Creative and reflective engagement with Jewish experience. Some of our courses permit and encourage creative writing, or other forms of creative project (involving narrative, dialogue, imaginary diaries or letters, etc.). But, in truth, the locus classicus of the college paper, the essay form, is itself a creative medium. The ability to plumb one's own experience (whether that of a Jew or non-Jew), and to do so imaginatively and innovatively, while informed by research and critical judgment, is a vital part of understanding Jewish experience, just as learning how to bring one's inner life to bear on a text or cultural product is a vital component of any education in the humanities (though not exclusive to this realm).

An awareness of the differences of gender experience within given domains of Jewish experience. All cultural experience is in some sense shaped by gender.
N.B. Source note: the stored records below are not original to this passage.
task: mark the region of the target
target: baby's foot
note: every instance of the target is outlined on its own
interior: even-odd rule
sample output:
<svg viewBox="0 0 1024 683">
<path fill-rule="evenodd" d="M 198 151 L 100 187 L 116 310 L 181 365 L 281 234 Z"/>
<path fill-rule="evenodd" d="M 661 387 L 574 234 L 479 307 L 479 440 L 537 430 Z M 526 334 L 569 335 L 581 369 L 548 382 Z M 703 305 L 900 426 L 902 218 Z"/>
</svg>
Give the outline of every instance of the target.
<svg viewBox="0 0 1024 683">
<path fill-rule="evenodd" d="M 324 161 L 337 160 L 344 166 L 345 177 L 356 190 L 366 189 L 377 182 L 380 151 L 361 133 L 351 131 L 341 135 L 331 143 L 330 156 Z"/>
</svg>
At least one of our courses (Jewish Women) examines this subject as its main content, but all of our courses in some sense try to assess both the divergent and shared perspectives of men and women, as seen through texts, cultural products, and historical research.

An awareness of conflict between rich and poor. At least some of our courses have aimed at inculcating an awareness of the gap between rich and poor in Jewish history, and the ways that this has shaped social institutions, tradition, custom, gender experience, and historical change. This is especially evident in both the biblical and modern periods, when the poor have had, as it were, their articulate advocates (in biblical days, among the prophets; in modern times through secular political movements, and charitable or social advocacy projects). But the gap of social class is present in more subtle ways throughout the writings of Jewish tradition and this subject has inevitably found its way into the classroom at Tufts, and sometimes from there to the surrounding community.

An awareness of the diversity of Jewish experience and of modes of Jewish discourse. The biblical, rabbinic, medieval, and modern eras represent specific environments of Jewish life, each with its unique range of social and communicative forms. Study of these areas involves a sense of sacred scripture, of the difference between scripture and its interpretive tradition, and the relation of Jewish scriptures to those of other religions. In teaching "normative" Judaism, we also hope to teach about heterodox Judaisms, and about the conditions of dissent, heresy, controversy, and internal institutional change. Some of us try to find specific crisis points in Jewish social, cultural, and religious history, when unforeseen changes have lasting impact. Our curriculum makes available the experience of Ashkenazi, Sephardic, and non-Western Jewry; the literary heritages of Hebrew, Aramaic, Judeo-Arabic, Yiddish, and Ladino; the differing perspectives of legalistic, philosophical, mystical, pietistic, messianic, secularizing, and revolutionary discourses in Jewish life; the differences between religious and secular Jewish life; the differing experience of Jewish women and men; the impact of traditional Jewish folkways upon one's sense of time and space; the impact of modernity on the life of traditional societies; the shape of Jewish life in a post-modern and multi-cultural context.

2. The question of a capstone experience:

We have not, thus far, required a larger research project of our students (such as a senior thesis), but our minor requires at least one existing or independent study course requiring a "substantial integrative project." It's a historical accident that this same requirement is presently absent from the major, but this will be on the agenda of our faculty's next discussion of changes in the major, as will the question of whether we should require a senior thesis.